Xbox has trimmed Game Pass pricing, but the deal got less generous in the same breath. Game Pass Ultimate is now $23 a month instead of $30, and PC Game Pass drops to $14 from $16.50, but new Call of Duty releases will no longer land in the subscription on day one.

That is a pretty blunt trade. Lower prices are easy to market, but removing launch-day access to one of gaming’s biggest annual events changes what subscribers are actually buying. For a lot of players, day-one releases were the point of Game Pass, not a bonus feature tucked behind the billing page.

Game Pass pricing changes

The new rates take effect quickly: existing members get them starting April 22, while new subscribers can move onto the lower prices immediately. Game Pass Essential stays at $10 a month, and Game Pass Premium stays at $15 a month, but neither of those tiers includes day-one new releases. Xbox is clearly trying to make the service feel more flexible, while also making the most expensive tier look less painful at checkout.

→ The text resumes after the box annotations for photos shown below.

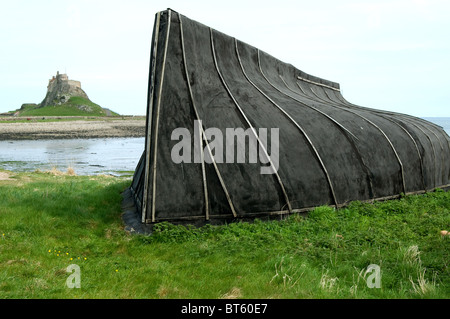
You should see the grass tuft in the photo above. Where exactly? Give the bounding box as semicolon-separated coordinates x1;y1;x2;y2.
0;170;450;299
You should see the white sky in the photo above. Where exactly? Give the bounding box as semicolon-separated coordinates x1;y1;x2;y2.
0;0;450;117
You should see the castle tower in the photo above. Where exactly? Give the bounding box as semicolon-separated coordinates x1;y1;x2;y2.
40;71;89;107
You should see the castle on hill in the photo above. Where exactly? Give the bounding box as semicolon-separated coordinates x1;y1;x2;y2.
39;71;89;107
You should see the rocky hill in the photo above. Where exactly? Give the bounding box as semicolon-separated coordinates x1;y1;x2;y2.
10;71;118;116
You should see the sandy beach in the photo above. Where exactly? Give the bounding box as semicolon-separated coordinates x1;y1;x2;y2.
0;117;145;140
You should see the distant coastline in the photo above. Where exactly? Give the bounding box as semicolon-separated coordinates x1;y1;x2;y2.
0;116;145;141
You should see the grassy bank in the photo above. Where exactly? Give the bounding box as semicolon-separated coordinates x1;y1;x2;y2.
0;172;450;298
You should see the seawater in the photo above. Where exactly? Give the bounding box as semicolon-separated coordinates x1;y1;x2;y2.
0;137;145;175
0;117;450;175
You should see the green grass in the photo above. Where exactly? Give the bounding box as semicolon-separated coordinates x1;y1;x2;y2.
16;96;118;116
0;173;450;299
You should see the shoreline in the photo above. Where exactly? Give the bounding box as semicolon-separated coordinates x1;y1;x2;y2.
0;117;145;141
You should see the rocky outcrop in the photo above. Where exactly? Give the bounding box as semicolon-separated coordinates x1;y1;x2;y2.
39;72;89;107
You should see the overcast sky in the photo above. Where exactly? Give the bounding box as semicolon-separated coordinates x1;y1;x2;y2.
0;0;450;117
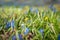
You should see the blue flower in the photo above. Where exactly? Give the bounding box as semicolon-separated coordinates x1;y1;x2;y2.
12;35;16;40
24;28;29;35
58;34;60;40
18;34;23;40
11;20;14;28
6;22;11;28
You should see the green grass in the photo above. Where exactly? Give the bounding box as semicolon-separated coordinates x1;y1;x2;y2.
0;7;60;40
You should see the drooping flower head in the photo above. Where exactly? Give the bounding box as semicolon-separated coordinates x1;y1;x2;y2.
6;22;11;28
58;34;60;40
11;20;14;28
24;28;29;35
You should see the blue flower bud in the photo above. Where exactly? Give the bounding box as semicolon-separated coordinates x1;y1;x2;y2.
12;35;16;40
39;29;44;35
49;4;56;13
18;34;23;40
58;34;60;40
6;22;11;28
24;28;29;35
35;9;39;13
11;20;14;28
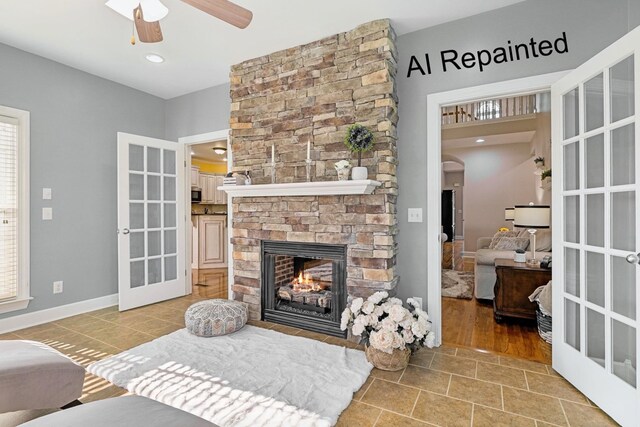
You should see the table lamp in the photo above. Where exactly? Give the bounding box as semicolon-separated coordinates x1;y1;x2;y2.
504;208;515;230
513;203;551;264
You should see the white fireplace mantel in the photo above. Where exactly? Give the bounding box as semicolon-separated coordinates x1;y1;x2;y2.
218;179;382;197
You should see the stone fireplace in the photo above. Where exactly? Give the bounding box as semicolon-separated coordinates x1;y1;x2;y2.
261;241;347;336
230;20;398;333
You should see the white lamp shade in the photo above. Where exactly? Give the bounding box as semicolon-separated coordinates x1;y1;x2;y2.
105;0;169;22
504;208;516;221
513;205;551;228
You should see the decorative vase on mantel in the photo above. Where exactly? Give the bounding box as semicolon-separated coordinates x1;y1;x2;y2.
364;345;411;371
351;166;369;181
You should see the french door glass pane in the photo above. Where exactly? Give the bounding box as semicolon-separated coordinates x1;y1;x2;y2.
611;256;638;320
609;55;635;123
584;133;604;188
586;308;605;367
611;319;638;387
585;194;604;247
147;203;161;228
129;203;144;230
611;191;636;252
129;144;144;172
147;231;162;256
164;256;178;280
147;175;160;200
164;203;176;227
162;150;176;175
585;252;604;308
564;142;580;191
164;230;177;255
129;261;145;288
562;88;580;139
611;123;636;185
564;299;580;351
147;147;160;173
129;231;144;259
164;176;176;201
584;73;604;132
564;248;580;297
564;196;580;243
129;173;144;200
148;258;162;285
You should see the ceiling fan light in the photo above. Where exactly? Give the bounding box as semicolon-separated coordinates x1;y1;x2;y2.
105;0;139;21
140;0;169;22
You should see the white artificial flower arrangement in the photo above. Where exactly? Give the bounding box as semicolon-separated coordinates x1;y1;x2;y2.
340;291;435;354
334;160;351;171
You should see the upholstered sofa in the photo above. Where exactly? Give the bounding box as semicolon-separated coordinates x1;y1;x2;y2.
474;230;551;300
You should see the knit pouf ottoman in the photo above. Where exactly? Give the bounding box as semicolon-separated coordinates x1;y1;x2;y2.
184;299;247;337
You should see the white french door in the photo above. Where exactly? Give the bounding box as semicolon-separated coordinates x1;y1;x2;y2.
551;28;640;426
118;133;186;310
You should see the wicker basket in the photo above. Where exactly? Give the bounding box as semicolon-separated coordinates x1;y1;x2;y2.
365;346;411;371
536;308;551;344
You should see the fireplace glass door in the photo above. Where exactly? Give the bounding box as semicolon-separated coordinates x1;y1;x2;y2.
262;241;346;336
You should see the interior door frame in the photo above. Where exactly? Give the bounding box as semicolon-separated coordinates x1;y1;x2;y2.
425;70;570;345
178;129;233;299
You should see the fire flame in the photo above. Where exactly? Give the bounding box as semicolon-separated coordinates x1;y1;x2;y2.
292;272;322;292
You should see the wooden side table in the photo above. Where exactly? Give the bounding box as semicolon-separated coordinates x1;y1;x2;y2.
493;258;551;323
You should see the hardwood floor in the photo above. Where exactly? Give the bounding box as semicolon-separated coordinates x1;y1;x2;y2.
442;298;551;364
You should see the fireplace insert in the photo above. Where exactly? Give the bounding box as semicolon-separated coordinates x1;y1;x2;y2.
261;240;347;337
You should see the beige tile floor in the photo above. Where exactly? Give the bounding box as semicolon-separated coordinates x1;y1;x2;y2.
0;272;616;427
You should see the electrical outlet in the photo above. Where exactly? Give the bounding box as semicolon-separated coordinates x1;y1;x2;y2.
42;208;53;221
53;280;64;294
407;208;422;222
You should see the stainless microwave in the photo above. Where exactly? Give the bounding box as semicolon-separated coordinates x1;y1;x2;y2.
191;187;202;203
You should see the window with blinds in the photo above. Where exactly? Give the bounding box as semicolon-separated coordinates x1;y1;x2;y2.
0;115;19;302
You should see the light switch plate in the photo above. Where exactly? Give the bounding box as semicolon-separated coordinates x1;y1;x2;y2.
408;208;422;222
42;208;53;221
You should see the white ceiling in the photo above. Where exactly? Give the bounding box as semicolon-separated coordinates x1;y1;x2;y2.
0;0;523;99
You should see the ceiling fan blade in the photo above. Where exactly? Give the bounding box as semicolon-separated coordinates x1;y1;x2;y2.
182;0;253;28
133;6;162;43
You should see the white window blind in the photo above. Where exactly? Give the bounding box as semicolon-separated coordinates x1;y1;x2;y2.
0;115;19;301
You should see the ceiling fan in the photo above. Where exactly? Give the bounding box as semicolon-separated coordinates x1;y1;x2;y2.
105;0;253;44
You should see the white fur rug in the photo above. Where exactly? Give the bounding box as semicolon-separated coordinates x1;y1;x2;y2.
87;325;372;426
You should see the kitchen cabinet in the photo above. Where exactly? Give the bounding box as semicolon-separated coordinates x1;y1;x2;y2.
198;215;227;268
191;166;200;187
199;173;227;205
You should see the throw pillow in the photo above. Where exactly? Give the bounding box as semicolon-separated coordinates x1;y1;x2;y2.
489;231;518;249
494;237;529;251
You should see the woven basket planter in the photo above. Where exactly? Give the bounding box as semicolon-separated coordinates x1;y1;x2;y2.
364;346;411;371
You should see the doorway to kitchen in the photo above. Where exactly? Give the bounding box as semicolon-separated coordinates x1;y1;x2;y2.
179;129;232;299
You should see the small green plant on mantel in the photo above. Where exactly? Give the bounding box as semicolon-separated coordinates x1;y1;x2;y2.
344;123;373;167
344;123;373;181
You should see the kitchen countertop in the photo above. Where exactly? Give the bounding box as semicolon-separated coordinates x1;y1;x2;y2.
191;212;227;216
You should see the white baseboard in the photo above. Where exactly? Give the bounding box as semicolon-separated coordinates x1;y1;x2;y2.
0;294;118;334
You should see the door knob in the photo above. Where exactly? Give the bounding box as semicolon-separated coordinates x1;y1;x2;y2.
626;253;640;264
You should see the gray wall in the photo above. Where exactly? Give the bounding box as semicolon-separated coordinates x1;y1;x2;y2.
397;0;640;301
165;83;231;141
0;44;165;318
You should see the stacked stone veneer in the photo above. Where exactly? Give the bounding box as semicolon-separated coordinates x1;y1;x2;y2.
231;20;398;318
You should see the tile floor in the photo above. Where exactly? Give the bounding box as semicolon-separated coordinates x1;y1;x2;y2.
0;271;616;427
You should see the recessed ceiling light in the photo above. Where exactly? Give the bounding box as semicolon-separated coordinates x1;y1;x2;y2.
145;53;164;64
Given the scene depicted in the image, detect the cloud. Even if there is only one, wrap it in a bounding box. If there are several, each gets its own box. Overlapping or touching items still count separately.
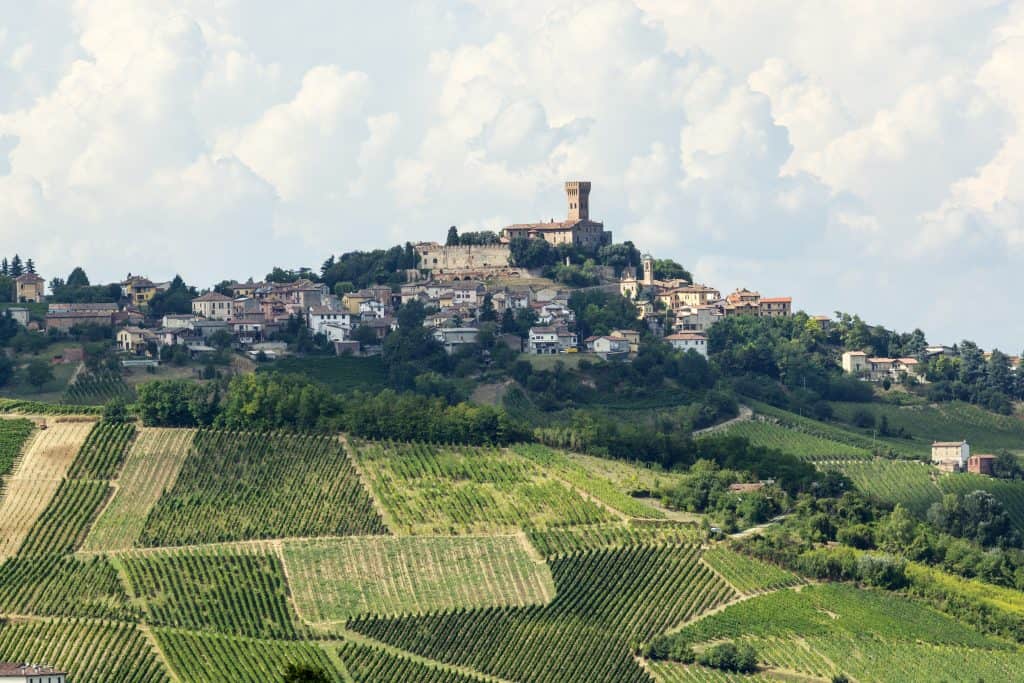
[0,0,1024,348]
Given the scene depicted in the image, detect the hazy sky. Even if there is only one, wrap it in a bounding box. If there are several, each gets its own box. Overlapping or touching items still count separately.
[0,0,1024,353]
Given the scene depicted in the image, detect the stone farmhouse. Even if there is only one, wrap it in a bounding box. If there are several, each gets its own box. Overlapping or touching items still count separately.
[932,441,971,472]
[14,272,46,303]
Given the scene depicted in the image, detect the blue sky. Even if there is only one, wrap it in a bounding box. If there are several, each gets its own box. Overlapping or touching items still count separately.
[0,0,1024,353]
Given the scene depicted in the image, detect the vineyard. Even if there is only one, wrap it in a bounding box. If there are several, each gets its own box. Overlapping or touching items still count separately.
[284,537,555,624]
[139,430,387,546]
[0,620,171,683]
[68,422,135,479]
[528,522,699,558]
[349,545,735,682]
[120,549,297,640]
[154,629,344,683]
[82,427,196,551]
[357,442,616,535]
[831,402,1024,453]
[0,422,93,560]
[651,584,1024,681]
[703,546,803,595]
[0,420,35,475]
[0,557,138,620]
[828,460,942,516]
[515,444,665,519]
[338,642,485,683]
[62,371,135,405]
[18,479,110,557]
[704,420,871,461]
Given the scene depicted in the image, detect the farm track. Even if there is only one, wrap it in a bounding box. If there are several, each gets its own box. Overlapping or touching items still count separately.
[692,404,754,437]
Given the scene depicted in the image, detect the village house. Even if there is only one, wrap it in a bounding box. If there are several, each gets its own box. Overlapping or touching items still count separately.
[527,327,578,355]
[45,304,118,332]
[586,335,630,360]
[967,454,995,476]
[0,661,68,683]
[501,180,611,248]
[758,297,793,317]
[117,327,160,355]
[6,306,31,328]
[121,272,171,306]
[932,441,971,472]
[14,272,46,303]
[665,332,708,358]
[434,328,480,355]
[193,292,233,321]
[841,351,870,376]
[608,330,640,353]
[672,304,724,332]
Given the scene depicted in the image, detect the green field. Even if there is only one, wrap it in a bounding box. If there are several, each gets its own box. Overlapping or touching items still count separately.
[350,545,735,683]
[0,419,36,479]
[831,402,1024,453]
[139,430,387,546]
[716,420,871,461]
[703,546,803,595]
[256,355,387,393]
[651,584,1024,683]
[356,442,616,535]
[284,537,555,625]
[120,548,297,640]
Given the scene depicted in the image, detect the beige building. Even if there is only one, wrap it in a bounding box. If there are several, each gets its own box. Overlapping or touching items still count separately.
[842,351,870,375]
[193,292,234,321]
[501,180,611,248]
[117,327,158,354]
[932,441,971,472]
[14,272,46,303]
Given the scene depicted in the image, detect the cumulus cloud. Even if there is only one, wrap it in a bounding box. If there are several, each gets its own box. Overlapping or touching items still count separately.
[0,0,1024,349]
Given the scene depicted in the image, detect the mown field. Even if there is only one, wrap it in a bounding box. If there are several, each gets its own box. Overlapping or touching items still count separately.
[0,416,1024,683]
[256,355,387,393]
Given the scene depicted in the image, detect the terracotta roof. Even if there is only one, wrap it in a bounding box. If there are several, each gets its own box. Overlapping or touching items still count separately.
[193,292,231,303]
[0,661,68,676]
[666,332,708,341]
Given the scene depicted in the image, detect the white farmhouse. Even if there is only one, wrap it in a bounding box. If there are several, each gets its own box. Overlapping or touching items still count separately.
[932,441,971,472]
[0,661,68,683]
[665,332,708,358]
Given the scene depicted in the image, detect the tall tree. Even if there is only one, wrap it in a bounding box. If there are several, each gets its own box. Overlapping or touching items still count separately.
[444,225,459,247]
[67,266,89,287]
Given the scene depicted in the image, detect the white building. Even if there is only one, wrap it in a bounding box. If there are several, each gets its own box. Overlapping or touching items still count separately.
[665,332,708,358]
[527,327,578,355]
[193,292,234,321]
[0,661,68,683]
[932,441,971,472]
[306,306,352,342]
[434,328,480,354]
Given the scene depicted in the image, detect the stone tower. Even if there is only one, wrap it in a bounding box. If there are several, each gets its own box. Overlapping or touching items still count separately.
[643,254,654,287]
[565,180,590,220]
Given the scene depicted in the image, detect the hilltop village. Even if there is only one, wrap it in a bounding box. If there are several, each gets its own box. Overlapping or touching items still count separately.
[4,181,794,362]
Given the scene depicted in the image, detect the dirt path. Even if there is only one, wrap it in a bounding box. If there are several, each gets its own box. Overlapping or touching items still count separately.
[693,405,754,436]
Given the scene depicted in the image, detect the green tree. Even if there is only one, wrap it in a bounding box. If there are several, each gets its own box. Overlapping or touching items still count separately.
[444,225,459,247]
[25,358,53,389]
[282,664,331,683]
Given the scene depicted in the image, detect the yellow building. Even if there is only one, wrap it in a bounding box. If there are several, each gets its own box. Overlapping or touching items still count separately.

  • Game Pass Ultimate: $23 a month, down from $30
  • PC Game Pass: $14 a month, down from $16.50
  • Game Pass Essential: $10 a month
  • Game Pass Premium: $15 a month

Call of Duty is no longer the day-one hook

The bigger shift is the loss of instant access to new Call of Duty games. Instead of arriving at launch, those titles will show up during the following holiday season, which means roughly a year of waiting. Existing Call of Duty games already in Game Pass are staying put, so this only affects future releases, but that still knocks out the most obvious reason to pay for the top tier.

It also puts Xbox in a familiar spot: cheaper entry pricing on one side, sharper segmentation on the other. That is the same subscription playbook plenty of streaming services have leaned on, and gamers tend to notice when the old ”all-you-can-play” pitch starts looking more conditional.

Who benefits from the new Game Pass pricing

The winners are obvious enough: people who wanted a cheaper monthly bill and do not care much about day-one blockbuster releases. The losers are the subscribers who joined Game Pass mainly to skip full-price launch purchases, because they now have a simpler but less attractive choice: pay less and wait, or buy Call of Duty separately when it lands.

That is likely the real test for Xbox. If enough players keep paying despite the change, Microsoft gets a more efficient subscription model. If not, the company may have just traded one of Game Pass’s sharpest selling points for a modest discount and a headache.